Pourquoi je peins les femmes?

27/07/2024

Pourquoi je peins les femmes?

Quel est votre sujet de prédilection?  Paysages, abstraits, chats-chiens, nature-mortes ou portraits? Vous avez certainement remarqué que je peins principalement des portraits. Des portraits féminins. Femme-mannequin, femme-modèle, femme classe, femme triste ou femme heureuse, femme solaire ou solitaire. Toujours classe, toujours sensuelle. Toujours mystérieuse. Certains vont chercher les racines de mon enfance, d'autres vont pencher pour les orientations sexuelles refoulées, des hommes vont admirer, des femmes - critiquer car des portraits trop idéalisés... Et vous personnellement, vous en pensez quoi?

Alors, pourquoi donc je peins des femmes? Voulez-vous connaitre la vraie réponse?

Commençons par le début, notre identité. 

 

Ne dit-on pas que que le peintre, peu importe ce qu'il peint, abstrait, nature-morte ou portait, il peint avant tout lui-même? Bien oui. Il représente avant tout SON monde.

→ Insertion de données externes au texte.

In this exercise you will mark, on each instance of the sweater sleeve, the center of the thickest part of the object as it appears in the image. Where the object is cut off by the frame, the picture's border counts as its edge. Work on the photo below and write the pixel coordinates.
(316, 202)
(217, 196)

Ce qu'il vit, ce qu'il ressent. Il projette ses peurs, ses souhaits, ses désirs, ses rêves. SON MONDE. 

Tout son intérieur qui est le reflet de son identité.

 

Oui donc, je me mets à nu, en disant que tous ces portraits, c'est mon identité. Ah bon? - direz-vous.

Oui, ces femmes représentent mes peurs ou mes rêves. Mais plus souvent, mes émotions.

 

Un état d'âme, un sentiment, une joie, une interrogation, un chagrin. Un chemin vers soi. C'est le chemin de développement personnel. Pas d'ambiguïté souterraine, mais ce sont que mes reflets dans le miroir de la peinture. A la recherche du temps perdu. Ou en anticipant des évènements à venir.  Ce que je souhaite obtenir. Un peu mon idéal.

 

Donc, dans l'identité, il y a la recherche de l'idéal. Nous avons tous un objectif, une tendance, ce que nous aimons, ce que nous aimerions être. Et parfois nous n'osons pas franchir le pas de l'être en vrai. Alors, on le devient mais autrement. A travers la peinture, ou la danse, ou encore en interprétant un personnage dans une pièce de théâtre. On SUBLIME.

 

(D'ailleurs, Freud avait nommé ce processus psychologique "sublimation".  Ce processus signifie la dérivation de but de la pulsion sexuelle et/ou agressive dans une création artistique) Mais la frustration, issue elle même de la peur, n'engendre-t-elle pas d'agressivité? Qu'on pourrait "déverser" sur la toile?.....

 

Sans être trop scientifique ni perchée, je dirais que mes femmes (ou "mes filles",  comme je les appelle) sont des multiples "moi" dans leur états différents. Des "moi" engendrés par les tripes de mon âme.